Quick Start¶
Instantiate a NumPy array, which holds the ground set \(V\):
[1]:
import numpy as np
import datetime
np.random.seed(42)
def timed(f, *args):
tStart = datetime.datetime.now()
res = f(*args)
tEnd = datetime.datetime.now()
return res, (tEnd - tStart).total_seconds()
N = 25000
d = 50
V = np.random.random((N, d))
We will now select a random subset \(S \subset V\) and evaluate its function value on the GPU using the ExemplarClustering
class provided by the exemcl
package:
[2]:
from exemcl import ExemplarClustering
S = np.take(V, np.random.choice(V.shape[0], size=5000, replace=False), axis=0)
exem = ExemplarClustering(ground_set=V, device="gpu")
fvalue = exem(S)
Change precision¶
It is also possible to change the required floating point precision to either half, single or double precision by adding the precision
parameter during construction and specifying fp16
, fp32
or fp64
, respectively:
[3]:
for fp in ["fp16", "fp32", "fp64"]:
exem = ExemplarClustering(ground_set=V, device="gpu", precision=fp)
fvalue, secs = timed(exem.__call__, S)
print(f"Function value ({fp}): {fvalue} (took {secs}s).")
Function value (fp16): 13.42227840423584 (took 0.166322s).
Function value (fp32): 13.4232816696167 (took 0.179814s).
Function value (fp64): 13.423275558060581 (took 3.023624s).
Multi-set evaluation¶
If you are using Exemplar-based clustering as target function for optimization, e.g. using the Greedy routine, you might want to evaluate more than one set per (optimization) step. We will now create a list of subsets, which we will evaluate for their function value:
[4]:
# Sample a set of 100 sets with 5000 vectors each, which should be evaluated for their function value.
S_multi = [np.take(V, np.random.choice(V.shape[0], size=5000, replace=False), axis=0) for _ in range(100)]
exem = ExemplarClustering(ground_set=V)
fvalues, secs = timed(exem.__call__, S_multi)
print(f"{len(fvalues)} function values found (took {secs}s).")
100 function values found (took 10.662428s).
Alternatively, you might have some fixed set \(S\) and you are looking for marginal gains resulting from marginal elements \(E = \left\lbrace e_1, ..., e_n \right\rbrace\).
[5]:
# Sample a set of 100 vectors, which with S should be evaluated for their respective marginal function values.
e_multi = [np.take(V, np.random.choice(V.shape[0], size=1, replace=False), axis=0).flatten() for _ in range(100)]
exem = ExemplarClustering(ground_set=V)
marginals, secs = timed(exem.__call__, S, e_multi)
print(f"{len(marginals)} marginal function values found (took {secs}s).")

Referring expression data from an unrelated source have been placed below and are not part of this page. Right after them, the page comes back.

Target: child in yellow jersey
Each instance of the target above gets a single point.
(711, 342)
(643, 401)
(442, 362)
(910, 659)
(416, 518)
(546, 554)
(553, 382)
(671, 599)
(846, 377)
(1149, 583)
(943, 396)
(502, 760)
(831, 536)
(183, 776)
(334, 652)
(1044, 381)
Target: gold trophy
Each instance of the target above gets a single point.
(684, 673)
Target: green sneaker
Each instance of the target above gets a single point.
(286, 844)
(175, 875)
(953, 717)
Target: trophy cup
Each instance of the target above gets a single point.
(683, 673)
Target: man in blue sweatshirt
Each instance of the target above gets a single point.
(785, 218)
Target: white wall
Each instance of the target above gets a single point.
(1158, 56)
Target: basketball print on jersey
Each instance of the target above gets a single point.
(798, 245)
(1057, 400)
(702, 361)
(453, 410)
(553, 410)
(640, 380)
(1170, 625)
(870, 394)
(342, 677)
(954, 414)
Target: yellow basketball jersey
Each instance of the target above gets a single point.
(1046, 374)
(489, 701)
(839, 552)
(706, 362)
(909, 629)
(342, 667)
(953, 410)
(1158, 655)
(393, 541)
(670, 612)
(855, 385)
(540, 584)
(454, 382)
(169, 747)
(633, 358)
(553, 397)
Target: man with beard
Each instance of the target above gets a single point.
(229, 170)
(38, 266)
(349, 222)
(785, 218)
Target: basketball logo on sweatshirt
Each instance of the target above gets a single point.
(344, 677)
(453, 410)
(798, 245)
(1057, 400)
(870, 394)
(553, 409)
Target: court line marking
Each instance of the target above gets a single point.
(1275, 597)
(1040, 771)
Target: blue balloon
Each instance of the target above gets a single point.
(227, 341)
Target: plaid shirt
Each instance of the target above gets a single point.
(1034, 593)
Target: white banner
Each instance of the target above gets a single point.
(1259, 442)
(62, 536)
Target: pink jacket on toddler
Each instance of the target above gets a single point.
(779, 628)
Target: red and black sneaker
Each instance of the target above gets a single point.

100 marginal function values found (took 10.44639s).
CPU computation¶
You might be also interested in using a CPU-only version of this algorithm. In this case you can simply replace device=gpu
with device=cpu
. Please keep in mind, that FP16 operation is not available for CPU devices.
[6]:
for fp in ["fp32", "fp64"]:
exem = ExemplarClustering(ground_set=V, device="cpu", precision=fp)
fvalue, secs = timed(exem.__call__, S)
print(f"Function value ({fp}): {fvalue} (took {secs}s).")
Function value (fp32): 13.423282623291016 (took 2.068594s).
Function value (fp64): 13.423275558060581 (took 2.436802s).